China plays down concerns of excess foreign debt amid US Federal Reserve monetary easing
- State Administration of Foreign Exchange spokeswoman Wang Chunying said that over the medium to long term, the foundations in the foreign exchange market for stable operations are still solid
- Lured by cheap credit in the wake of the 2008 global financial crisis, Chinese firms snapped up assets abroad, drawing the attention of China’s regulators
China has not accumulated excessive foreign debt amid US Federal Reserve monetary easing while expectations of one-way movements in the yuan have been avoided with more currency flexibility, the foreign exchange regulator said on Friday.
Wang Chunying, a spokeswoman for the State Administration of Foreign Exchange, said that over the medium to long term, the foundations in the foreign exchange market for stable operations are still solid.
“These are the bright spots that we are seeing, of course, we have also noticed some risks. For example, the surging global pandemic and geopolitical factors will have some impact on our external economy and international balances,” Wang said.
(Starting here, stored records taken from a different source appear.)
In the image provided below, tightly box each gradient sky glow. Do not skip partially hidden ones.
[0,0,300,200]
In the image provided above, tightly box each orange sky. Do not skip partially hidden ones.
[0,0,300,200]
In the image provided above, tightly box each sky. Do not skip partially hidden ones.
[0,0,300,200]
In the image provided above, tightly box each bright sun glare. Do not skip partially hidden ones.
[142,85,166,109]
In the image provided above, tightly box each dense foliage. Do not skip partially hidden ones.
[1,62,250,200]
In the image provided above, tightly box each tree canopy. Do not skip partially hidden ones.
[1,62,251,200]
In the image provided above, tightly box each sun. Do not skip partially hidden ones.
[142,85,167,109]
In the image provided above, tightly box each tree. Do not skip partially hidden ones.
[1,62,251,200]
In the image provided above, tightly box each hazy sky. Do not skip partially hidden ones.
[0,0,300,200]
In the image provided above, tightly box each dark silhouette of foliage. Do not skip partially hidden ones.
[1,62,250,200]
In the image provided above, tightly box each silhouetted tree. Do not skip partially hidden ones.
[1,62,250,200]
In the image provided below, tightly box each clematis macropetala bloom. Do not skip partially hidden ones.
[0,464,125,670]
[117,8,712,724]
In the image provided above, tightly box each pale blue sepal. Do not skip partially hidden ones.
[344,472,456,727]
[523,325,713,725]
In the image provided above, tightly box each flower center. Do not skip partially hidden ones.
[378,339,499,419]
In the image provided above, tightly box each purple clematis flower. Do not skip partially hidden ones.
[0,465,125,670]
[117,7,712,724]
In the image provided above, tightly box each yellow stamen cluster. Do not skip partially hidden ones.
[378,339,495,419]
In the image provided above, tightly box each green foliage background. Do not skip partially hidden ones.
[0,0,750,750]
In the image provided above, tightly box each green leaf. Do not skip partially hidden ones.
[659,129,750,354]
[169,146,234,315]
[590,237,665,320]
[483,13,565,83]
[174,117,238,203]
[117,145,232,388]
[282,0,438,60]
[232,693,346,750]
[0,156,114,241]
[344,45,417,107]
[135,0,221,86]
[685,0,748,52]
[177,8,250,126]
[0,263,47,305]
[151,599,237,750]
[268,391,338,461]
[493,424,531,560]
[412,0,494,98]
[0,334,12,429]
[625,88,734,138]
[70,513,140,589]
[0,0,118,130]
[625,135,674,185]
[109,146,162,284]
Lured by cheap credit in the wake of the 2008 global financial crisis when the US Federal Reserve launched quantitative easing to inject money into the economy, Chinese firms snapped up assets abroad, drawing the attention of China’s regulators.
Chinese conglomerate HNA Group was earlier this year placed under a bankruptcy and restructuring process due to its liquidity crisis which stemmed from years of aggressive acquisitions abroad.
The yuan briefly firmed to its strongest level against the US dollar in nearly six weeks on Thursday as the US dollar weakened.
China is expected to have a current account surplus in the first quarter, though it will be smaller than the fourth quarter last year, Wang added.